The Home Office said no, it had acquired rolled fingerprint data from the FBI for no other purpose than to test the NIR. It refused to say why this was necessary when the NIR was going to use flats. Pressed further to explain why, the IPS said this week that the rolled data wasn't being used to test the NIR after all. It was going to be used to test the IAFS, in total contradiction to what it said last week.
"The existing immigration fingerprint database holds both rolled and flat fingerprints for immigration purposes and, as a result, it is necessary to have options in place that facilitate testing of both fingerprint recording methods as we introduce replacement systems," an IPS spokesman said in an email.
Perhaps the rolled prints are still required to test the NIR as well, asked the INQ? "No," said the IPS, "Rolled fingerprint images will not form part of any test relating to the National Identity Register".
What a merry runaround. Or as the poet Robert Frost said: "We dance around in a ring and suppose, But the secret sits in the middle and knows."
Not only has the Home Office been playing hide and seek with the basic facts over its NIR tests but, in respect perhaps of the government's declared principle of transparency, answered the INQ's Freedom of Information Request for a copy of its FBI data sharing agreement six months after it was made - some months later than it is legally required to do so - only to refuse it.
But criminal data tests or no, the NIR will be used to conduct criminal investigations. An IPS tech bigwig said last week that it was exploring the possibility of sharing the UK's national civilian identity database with foreign agencies. And the Identity Cards Act allows UK police to access the NIR. "Any infrastructure built to enable such search requests will be tested to ensure that it is fit for purpose, as will all components of the National Identity Scheme," said an IPS spokesman this week.
The question must be asked then, why the IPS isn't testing the NIR with rolled fingerprint data if it must ensure that its comparisons with criminal data are not erroneous. The fact is that the Home Office is keeping its options open: "The Memorandum of Understanding with the FBI is an enabling document, which would allow the UK Government to assemble a large set of fingerprint data should this be appropriate for testing the accuracy of a biometric system in the future,” it said. µ
This "National Identity Register" software / system. Is this a home grown app in the UK, or was it bought from overseas?

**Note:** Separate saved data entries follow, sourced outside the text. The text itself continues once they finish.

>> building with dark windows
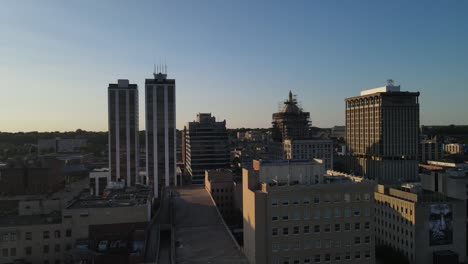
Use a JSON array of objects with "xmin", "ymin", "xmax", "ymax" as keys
[
  {"xmin": 374, "ymin": 184, "xmax": 465, "ymax": 264},
  {"xmin": 108, "ymin": 79, "xmax": 139, "ymax": 187},
  {"xmin": 344, "ymin": 80, "xmax": 420, "ymax": 183},
  {"xmin": 184, "ymin": 113, "xmax": 230, "ymax": 184},
  {"xmin": 145, "ymin": 69, "xmax": 176, "ymax": 198}
]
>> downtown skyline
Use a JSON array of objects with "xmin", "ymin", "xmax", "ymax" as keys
[{"xmin": 1, "ymin": 0, "xmax": 468, "ymax": 132}]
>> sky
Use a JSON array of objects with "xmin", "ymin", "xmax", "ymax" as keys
[{"xmin": 1, "ymin": 0, "xmax": 467, "ymax": 132}]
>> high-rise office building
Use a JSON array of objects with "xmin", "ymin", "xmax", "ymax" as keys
[
  {"xmin": 184, "ymin": 113, "xmax": 230, "ymax": 184},
  {"xmin": 145, "ymin": 70, "xmax": 176, "ymax": 198},
  {"xmin": 345, "ymin": 80, "xmax": 420, "ymax": 183},
  {"xmin": 243, "ymin": 159, "xmax": 376, "ymax": 264},
  {"xmin": 108, "ymin": 79, "xmax": 139, "ymax": 186}
]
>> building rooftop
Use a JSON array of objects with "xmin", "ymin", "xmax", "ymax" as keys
[
  {"xmin": 66, "ymin": 187, "xmax": 151, "ymax": 209},
  {"xmin": 171, "ymin": 186, "xmax": 247, "ymax": 263},
  {"xmin": 376, "ymin": 184, "xmax": 456, "ymax": 203}
]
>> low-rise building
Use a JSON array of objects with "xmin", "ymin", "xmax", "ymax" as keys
[
  {"xmin": 243, "ymin": 159, "xmax": 375, "ymax": 264},
  {"xmin": 419, "ymin": 139, "xmax": 443, "ymax": 163},
  {"xmin": 374, "ymin": 184, "xmax": 466, "ymax": 264},
  {"xmin": 89, "ymin": 168, "xmax": 109, "ymax": 196},
  {"xmin": 205, "ymin": 169, "xmax": 236, "ymax": 220}
]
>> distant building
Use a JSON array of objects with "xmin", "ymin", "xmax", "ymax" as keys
[
  {"xmin": 0, "ymin": 180, "xmax": 151, "ymax": 264},
  {"xmin": 184, "ymin": 113, "xmax": 230, "ymax": 184},
  {"xmin": 283, "ymin": 139, "xmax": 334, "ymax": 169},
  {"xmin": 272, "ymin": 91, "xmax": 311, "ymax": 142},
  {"xmin": 330, "ymin": 126, "xmax": 346, "ymax": 139},
  {"xmin": 205, "ymin": 169, "xmax": 238, "ymax": 220},
  {"xmin": 419, "ymin": 139, "xmax": 443, "ymax": 162},
  {"xmin": 108, "ymin": 79, "xmax": 139, "ymax": 187},
  {"xmin": 38, "ymin": 138, "xmax": 87, "ymax": 153},
  {"xmin": 374, "ymin": 184, "xmax": 466, "ymax": 264},
  {"xmin": 345, "ymin": 80, "xmax": 420, "ymax": 183},
  {"xmin": 89, "ymin": 168, "xmax": 109, "ymax": 196},
  {"xmin": 145, "ymin": 70, "xmax": 176, "ymax": 198},
  {"xmin": 243, "ymin": 159, "xmax": 375, "ymax": 264},
  {"xmin": 444, "ymin": 143, "xmax": 464, "ymax": 155},
  {"xmin": 0, "ymin": 157, "xmax": 64, "ymax": 196}
]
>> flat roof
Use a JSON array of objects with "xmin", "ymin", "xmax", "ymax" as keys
[{"xmin": 172, "ymin": 187, "xmax": 247, "ymax": 263}]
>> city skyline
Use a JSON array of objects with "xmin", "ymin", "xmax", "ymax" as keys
[{"xmin": 1, "ymin": 0, "xmax": 468, "ymax": 132}]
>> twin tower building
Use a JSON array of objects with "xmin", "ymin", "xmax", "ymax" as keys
[{"xmin": 107, "ymin": 70, "xmax": 175, "ymax": 198}]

If the software was designed in the US, maybe that's why they require FBI style fingerprints to do the comissioning procedure.
Looks like there is a collaboration going on of some sort. I wonder if there is also data from Interpol, European and Middle Eastern agencies etc.

I would expect that all fingerprint data is available at a price, just like most things.

Data laws need to be upgraded to 2.0, someone call IBM or MS for some help. Or Andersson Consulting, or whatever that dodgy accountancy organisation is called these days.